Today’s problem

https://leetcode.com/problems/count-number-of-bad-pairs/description/

Intuition

In this question, we find that we need to find the pairs that has the same distance as the difference of nums.

In this case, if we distract the distance between these two numbers, then they would be the same.

That is: $j - i = nums[j] - nums[i] \Longrightarrow nums[j] - j = nums[i] = i$.

Then the question would be easy: we just subtract the index of every number in the list, and then found how many pairs of i,j in the nums array that has the same number.

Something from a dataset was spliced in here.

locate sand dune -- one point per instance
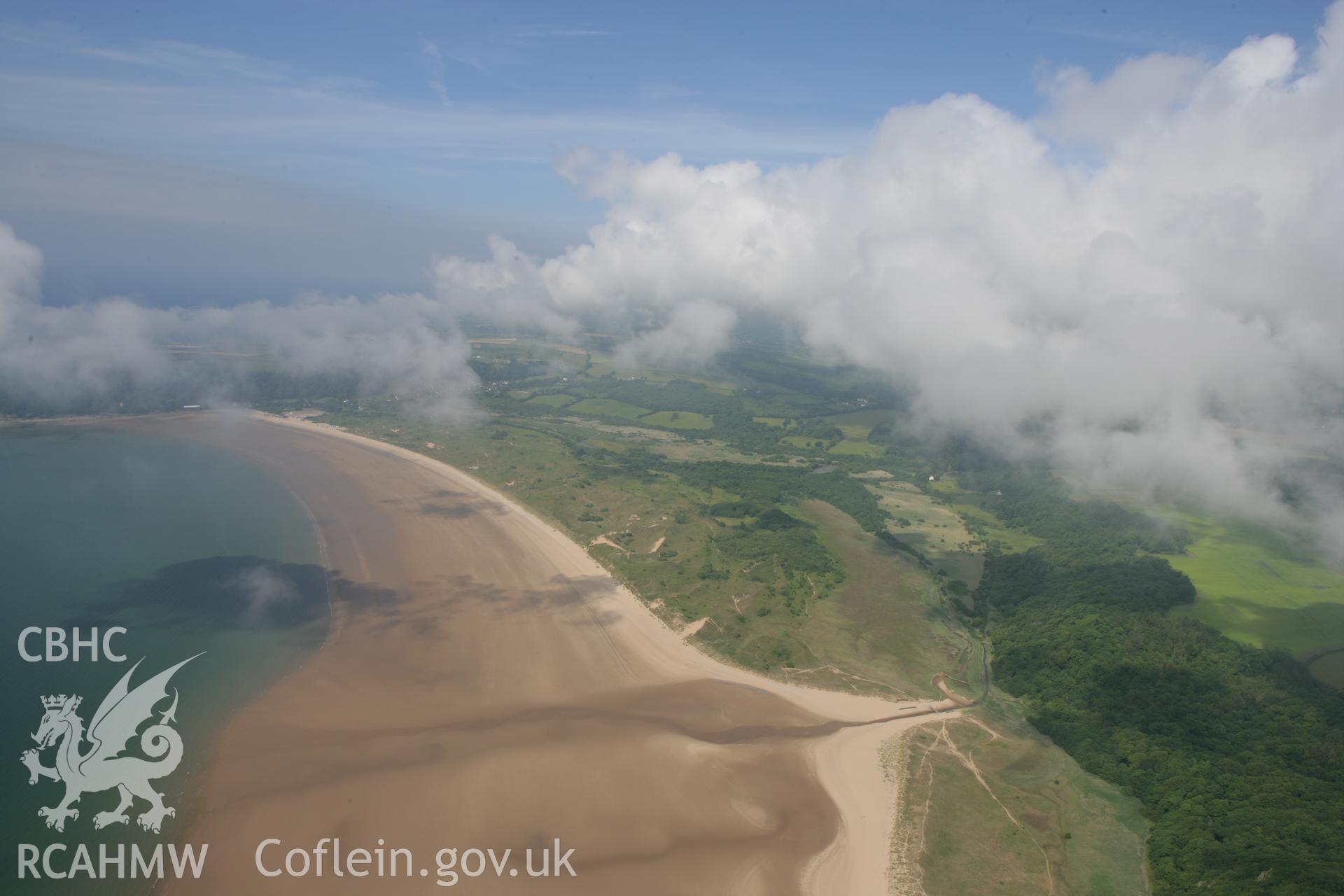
(488, 684)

We then subtract these counts from the total counts of answer.

Approach

1. Count all pairs of i,j; that is, $N \times (N - 1)$, N is the length of the array.
2. Subtract all the nums[i] by i.
3. Count how many pairs of i,j has the same number.
4. Subtract these i,j pairs from the original answer.

Complexity

• Time complexity: $O(N)$. N is the length of the array.

• Space complexity: $O(N)$. N is the length of the array.

Code

class Solution:
    def countBadPairs(self, nums: List[int]) -> int:
        nums = [nums[i] - i for i in range(len(nums))]
        cnt = Counter(nums)
        N = len(nums)
        ans = N * (N - 1) // 2
        for v in cnt.values():
            ans -= v * (v - 1) // 2

        return ans